# Cookware why not BAKEWARE?



## Julio (Jan 3, 2010)

Hello,

I was looking around and noticed that there's not forum topic on bakeware.

So why not?


----------



## Andy M. (Jan 3, 2010)

Baking is a type of cooking.  Bakeware, cookware, sauteware, fryware, and don't forget silverware.


----------



## kitchenelf (Jan 3, 2010)

LOL on the silverware!  I guess, Julio, we thought it would fall under cookware.  We'll look into changing the forum title.


----------



## Julio (Jan 3, 2010)

Thank YOU!

What I meant was that since cookware ( pots, pans, skillets... ) have it's own forum. I thought that bakeware ( cookie sheets, stone, glass... ) should have it's own.


----------



## kitchenelf (Jan 3, 2010)

I think for now it will all fall under cookware.  When things get too divided the site is harder to navigate.  We've got a LOT of forums as it is.  We're all ears to these things.  If you ever have any other questions, please ask.


----------



## Randy_ (Jan 3, 2010)

kitchenelf said:


> .....When things get too divided the site is harder to navigate.
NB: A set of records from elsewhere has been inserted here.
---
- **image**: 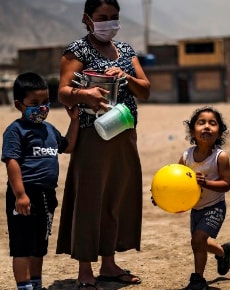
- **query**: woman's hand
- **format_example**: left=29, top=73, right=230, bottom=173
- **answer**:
left=104, top=66, right=125, bottom=78
left=80, top=87, right=109, bottom=113
left=65, top=105, right=79, bottom=120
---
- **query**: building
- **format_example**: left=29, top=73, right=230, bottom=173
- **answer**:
left=145, top=38, right=230, bottom=103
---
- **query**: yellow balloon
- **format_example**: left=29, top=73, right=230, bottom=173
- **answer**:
left=151, top=164, right=201, bottom=213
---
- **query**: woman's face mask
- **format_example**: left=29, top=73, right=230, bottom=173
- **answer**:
left=23, top=103, right=50, bottom=123
left=92, top=20, right=120, bottom=42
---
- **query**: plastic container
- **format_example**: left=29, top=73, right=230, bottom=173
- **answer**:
left=94, top=104, right=134, bottom=140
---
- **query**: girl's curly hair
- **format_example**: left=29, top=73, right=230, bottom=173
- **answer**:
left=183, top=106, right=229, bottom=146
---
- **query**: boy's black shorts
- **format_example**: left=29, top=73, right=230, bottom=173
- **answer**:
left=6, top=186, right=58, bottom=257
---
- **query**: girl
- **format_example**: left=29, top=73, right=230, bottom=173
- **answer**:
left=179, top=106, right=230, bottom=290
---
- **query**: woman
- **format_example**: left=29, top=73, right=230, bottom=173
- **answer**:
left=57, top=0, right=150, bottom=290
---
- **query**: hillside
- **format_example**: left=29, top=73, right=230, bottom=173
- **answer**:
left=0, top=0, right=169, bottom=63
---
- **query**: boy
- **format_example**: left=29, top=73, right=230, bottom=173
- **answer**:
left=1, top=72, right=79, bottom=290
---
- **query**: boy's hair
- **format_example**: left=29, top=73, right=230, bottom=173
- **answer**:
left=183, top=106, right=229, bottom=146
left=13, top=72, right=48, bottom=102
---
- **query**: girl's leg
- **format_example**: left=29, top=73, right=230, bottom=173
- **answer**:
left=191, top=230, right=209, bottom=277
left=30, top=257, right=43, bottom=290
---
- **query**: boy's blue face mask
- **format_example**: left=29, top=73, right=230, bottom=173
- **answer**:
left=24, top=103, right=50, bottom=123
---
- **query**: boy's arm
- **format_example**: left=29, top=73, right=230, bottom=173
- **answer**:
left=64, top=106, right=79, bottom=153
left=6, top=159, right=30, bottom=215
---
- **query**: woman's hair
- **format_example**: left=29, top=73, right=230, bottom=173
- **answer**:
left=183, top=106, right=229, bottom=146
left=84, top=0, right=120, bottom=17
left=13, top=72, right=48, bottom=102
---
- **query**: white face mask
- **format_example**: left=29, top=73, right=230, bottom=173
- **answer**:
left=92, top=20, right=120, bottom=42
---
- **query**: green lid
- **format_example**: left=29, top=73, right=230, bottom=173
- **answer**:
left=116, top=104, right=134, bottom=128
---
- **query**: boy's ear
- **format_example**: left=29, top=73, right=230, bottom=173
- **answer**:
left=82, top=13, right=91, bottom=25
left=14, top=100, right=22, bottom=111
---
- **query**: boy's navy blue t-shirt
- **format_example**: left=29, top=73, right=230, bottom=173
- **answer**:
left=1, top=119, right=68, bottom=188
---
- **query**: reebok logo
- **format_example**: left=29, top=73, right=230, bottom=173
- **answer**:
left=33, top=147, right=58, bottom=156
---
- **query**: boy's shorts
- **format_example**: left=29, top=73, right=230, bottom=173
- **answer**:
left=6, top=187, right=58, bottom=257
left=191, top=201, right=226, bottom=239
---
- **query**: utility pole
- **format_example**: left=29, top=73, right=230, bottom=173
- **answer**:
left=142, top=0, right=152, bottom=53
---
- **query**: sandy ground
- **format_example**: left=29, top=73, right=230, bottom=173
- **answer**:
left=0, top=103, right=230, bottom=290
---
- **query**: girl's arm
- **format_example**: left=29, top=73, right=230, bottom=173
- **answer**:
left=196, top=151, right=230, bottom=192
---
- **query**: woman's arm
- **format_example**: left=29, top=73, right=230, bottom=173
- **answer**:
left=58, top=52, right=109, bottom=112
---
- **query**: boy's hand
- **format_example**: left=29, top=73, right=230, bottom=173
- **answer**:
left=196, top=171, right=206, bottom=187
left=151, top=196, right=157, bottom=206
left=65, top=105, right=79, bottom=120
left=15, top=193, right=31, bottom=215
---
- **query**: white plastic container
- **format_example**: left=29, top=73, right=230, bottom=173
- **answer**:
left=94, top=104, right=134, bottom=140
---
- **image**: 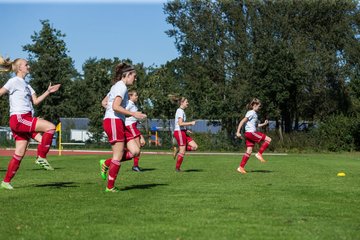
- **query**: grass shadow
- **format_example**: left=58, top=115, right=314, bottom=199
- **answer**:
left=34, top=182, right=79, bottom=188
left=183, top=169, right=204, bottom=172
left=141, top=168, right=156, bottom=172
left=248, top=170, right=274, bottom=173
left=120, top=183, right=168, bottom=191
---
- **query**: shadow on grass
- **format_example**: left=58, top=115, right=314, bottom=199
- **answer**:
left=34, top=182, right=79, bottom=188
left=141, top=168, right=156, bottom=172
left=120, top=183, right=168, bottom=191
left=182, top=169, right=204, bottom=172
left=31, top=167, right=64, bottom=171
left=248, top=170, right=274, bottom=173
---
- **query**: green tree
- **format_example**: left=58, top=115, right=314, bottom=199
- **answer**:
left=23, top=20, right=78, bottom=122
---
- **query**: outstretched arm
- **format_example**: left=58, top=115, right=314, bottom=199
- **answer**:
left=32, top=83, right=61, bottom=105
left=236, top=117, right=249, bottom=138
left=0, top=87, right=9, bottom=96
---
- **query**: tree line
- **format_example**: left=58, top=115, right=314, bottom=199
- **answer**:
left=0, top=0, right=360, bottom=144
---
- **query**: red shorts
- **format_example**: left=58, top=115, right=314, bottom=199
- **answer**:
left=125, top=122, right=141, bottom=142
left=103, top=118, right=125, bottom=144
left=245, top=132, right=266, bottom=147
left=174, top=130, right=193, bottom=146
left=9, top=112, right=37, bottom=141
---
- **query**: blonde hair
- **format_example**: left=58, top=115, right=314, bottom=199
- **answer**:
left=168, top=94, right=187, bottom=105
left=0, top=56, right=26, bottom=73
left=112, top=63, right=135, bottom=84
left=246, top=98, right=261, bottom=110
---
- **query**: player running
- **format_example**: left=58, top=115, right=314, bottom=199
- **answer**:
left=0, top=57, right=60, bottom=190
left=236, top=98, right=271, bottom=174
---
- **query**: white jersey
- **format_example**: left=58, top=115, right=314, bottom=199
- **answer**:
left=125, top=100, right=138, bottom=126
left=245, top=110, right=258, bottom=132
left=174, top=108, right=186, bottom=131
left=104, top=81, right=129, bottom=122
left=3, top=76, right=35, bottom=116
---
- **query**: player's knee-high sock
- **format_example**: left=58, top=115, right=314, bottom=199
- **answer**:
left=176, top=153, right=184, bottom=169
left=107, top=160, right=121, bottom=189
left=121, top=150, right=134, bottom=162
left=259, top=141, right=270, bottom=154
left=38, top=129, right=55, bottom=158
left=240, top=153, right=251, bottom=168
left=134, top=154, right=140, bottom=167
left=186, top=145, right=196, bottom=151
left=4, top=154, right=23, bottom=183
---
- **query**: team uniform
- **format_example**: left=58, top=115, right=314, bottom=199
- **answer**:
left=3, top=77, right=37, bottom=141
left=174, top=108, right=193, bottom=146
left=125, top=100, right=141, bottom=141
left=103, top=81, right=129, bottom=144
left=245, top=110, right=266, bottom=147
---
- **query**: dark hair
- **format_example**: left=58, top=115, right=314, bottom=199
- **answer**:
left=112, top=63, right=135, bottom=84
left=246, top=98, right=261, bottom=110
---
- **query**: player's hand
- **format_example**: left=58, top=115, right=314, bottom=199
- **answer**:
left=47, top=83, right=61, bottom=93
left=235, top=132, right=243, bottom=139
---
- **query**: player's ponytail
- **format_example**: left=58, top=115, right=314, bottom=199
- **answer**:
left=246, top=98, right=261, bottom=110
left=112, top=63, right=135, bottom=84
left=168, top=94, right=187, bottom=106
left=0, top=56, right=13, bottom=72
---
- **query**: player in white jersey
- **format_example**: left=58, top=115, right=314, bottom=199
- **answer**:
left=172, top=97, right=198, bottom=172
left=100, top=63, right=146, bottom=192
left=236, top=98, right=271, bottom=174
left=100, top=90, right=145, bottom=172
left=0, top=57, right=60, bottom=190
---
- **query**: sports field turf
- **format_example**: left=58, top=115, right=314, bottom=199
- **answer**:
left=0, top=154, right=360, bottom=240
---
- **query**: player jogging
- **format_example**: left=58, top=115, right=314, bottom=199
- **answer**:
left=0, top=57, right=60, bottom=190
left=172, top=97, right=198, bottom=172
left=236, top=98, right=271, bottom=174
left=101, top=63, right=146, bottom=192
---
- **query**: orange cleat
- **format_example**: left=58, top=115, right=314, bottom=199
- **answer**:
left=236, top=167, right=247, bottom=174
left=255, top=153, right=266, bottom=163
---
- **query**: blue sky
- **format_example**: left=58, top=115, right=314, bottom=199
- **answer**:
left=0, top=0, right=178, bottom=71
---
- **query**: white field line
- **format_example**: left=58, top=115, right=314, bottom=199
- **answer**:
left=6, top=148, right=288, bottom=156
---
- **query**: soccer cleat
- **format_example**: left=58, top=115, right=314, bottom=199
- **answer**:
left=0, top=181, right=14, bottom=190
left=35, top=157, right=54, bottom=171
left=236, top=167, right=247, bottom=174
left=132, top=166, right=141, bottom=172
left=255, top=153, right=266, bottom=163
left=173, top=147, right=179, bottom=160
left=99, top=159, right=109, bottom=180
left=105, top=187, right=120, bottom=192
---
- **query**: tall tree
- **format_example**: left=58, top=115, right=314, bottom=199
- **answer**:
left=23, top=20, right=78, bottom=121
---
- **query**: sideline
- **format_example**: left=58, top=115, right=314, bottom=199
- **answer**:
left=0, top=148, right=288, bottom=156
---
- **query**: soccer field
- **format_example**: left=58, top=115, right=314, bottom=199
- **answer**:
left=0, top=153, right=360, bottom=240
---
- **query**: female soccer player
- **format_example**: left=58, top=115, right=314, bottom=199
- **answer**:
left=100, top=90, right=145, bottom=172
left=0, top=57, right=60, bottom=190
left=173, top=97, right=198, bottom=172
left=101, top=63, right=146, bottom=192
left=236, top=98, right=271, bottom=174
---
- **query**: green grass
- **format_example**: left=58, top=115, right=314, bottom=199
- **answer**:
left=0, top=154, right=360, bottom=240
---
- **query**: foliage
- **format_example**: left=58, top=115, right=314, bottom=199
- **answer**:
left=23, top=20, right=77, bottom=122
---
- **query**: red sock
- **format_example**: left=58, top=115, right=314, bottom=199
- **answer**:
left=240, top=153, right=251, bottom=168
left=134, top=155, right=140, bottom=167
left=38, top=129, right=55, bottom=158
left=4, top=154, right=23, bottom=183
left=121, top=150, right=134, bottom=162
left=259, top=141, right=270, bottom=154
left=107, top=160, right=121, bottom=189
left=104, top=158, right=112, bottom=167
left=176, top=153, right=184, bottom=169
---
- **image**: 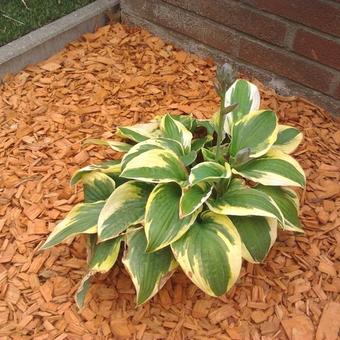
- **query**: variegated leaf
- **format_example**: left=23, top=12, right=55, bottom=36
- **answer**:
left=256, top=185, right=303, bottom=233
left=233, top=150, right=306, bottom=187
left=75, top=235, right=122, bottom=308
left=121, top=149, right=188, bottom=183
left=229, top=110, right=278, bottom=161
left=71, top=160, right=121, bottom=185
left=84, top=138, right=132, bottom=152
left=207, top=179, right=284, bottom=223
left=122, top=137, right=184, bottom=169
left=189, top=162, right=231, bottom=185
left=116, top=122, right=160, bottom=143
left=123, top=229, right=177, bottom=305
left=191, top=135, right=213, bottom=151
left=82, top=171, right=116, bottom=203
left=201, top=148, right=216, bottom=162
left=41, top=201, right=105, bottom=249
left=180, top=182, right=213, bottom=217
left=272, top=125, right=303, bottom=154
left=98, top=181, right=153, bottom=241
left=171, top=212, right=242, bottom=296
left=160, top=114, right=192, bottom=153
left=224, top=79, right=261, bottom=134
left=170, top=115, right=198, bottom=132
left=230, top=216, right=277, bottom=263
left=145, top=183, right=198, bottom=252
left=89, top=236, right=123, bottom=273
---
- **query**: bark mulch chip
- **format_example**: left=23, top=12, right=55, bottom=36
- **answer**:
left=0, top=24, right=340, bottom=340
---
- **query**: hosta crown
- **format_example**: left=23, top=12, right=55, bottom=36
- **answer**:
left=42, top=68, right=305, bottom=306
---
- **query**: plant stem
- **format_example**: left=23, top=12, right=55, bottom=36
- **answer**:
left=215, top=91, right=225, bottom=160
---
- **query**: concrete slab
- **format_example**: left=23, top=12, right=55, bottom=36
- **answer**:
left=0, top=0, right=119, bottom=79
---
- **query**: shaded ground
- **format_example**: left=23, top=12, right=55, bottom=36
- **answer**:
left=0, top=24, right=340, bottom=340
left=0, top=0, right=94, bottom=46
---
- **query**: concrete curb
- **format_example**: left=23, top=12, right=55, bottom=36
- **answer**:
left=0, top=0, right=119, bottom=79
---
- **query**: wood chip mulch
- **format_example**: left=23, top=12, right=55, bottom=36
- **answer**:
left=0, top=24, right=340, bottom=340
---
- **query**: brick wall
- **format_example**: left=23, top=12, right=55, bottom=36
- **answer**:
left=121, top=0, right=340, bottom=115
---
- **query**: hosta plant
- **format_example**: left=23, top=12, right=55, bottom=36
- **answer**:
left=42, top=66, right=305, bottom=306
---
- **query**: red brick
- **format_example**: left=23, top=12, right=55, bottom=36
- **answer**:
left=163, top=0, right=287, bottom=46
left=122, top=0, right=239, bottom=54
left=293, top=29, right=340, bottom=70
left=333, top=81, right=340, bottom=99
left=240, top=0, right=340, bottom=37
left=239, top=38, right=333, bottom=94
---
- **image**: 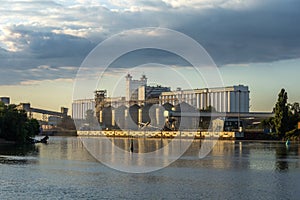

We've got a LOT of forums as it is.....


 
I agree wholeheartedly!!  I was a little shocked when I first signed on here at the number of forums.  Not sure I ever remember seeing a discussion forum that had more forums.  In fact, there might be some merit in considering reducing the number of forums??


----------



## Alix (Jan 3, 2010)

Randy, I have found if you visit regularly that using the New Post button is VERY handy.


----------



## Julio (Jan 3, 2010)

If you ask me why I joined DC I would have to say because of the number of forums and how everything is nicely divided into it's own forum.


----------



## kitchenelf (Jan 4, 2010)

Julio said:


> If you ask me why I joined DC I would have to say because of the number of forums and how everything is nicely divided into it's own forum.



I like our forums too.  There could be more...there could be less.  What we have was thought out.  Thanks for your feedback.


----------



## sear (Jan 4, 2010)

considering theres only one post about everyother day in the cookware forum. 

adding another i think will make it less likely people will receive responses


----------



## CookLikeJulia (Jan 21, 2010)

*bakeware*

I think bakeware is included in the "cookware" title. I mean, baking is some kind of cooking right?


----------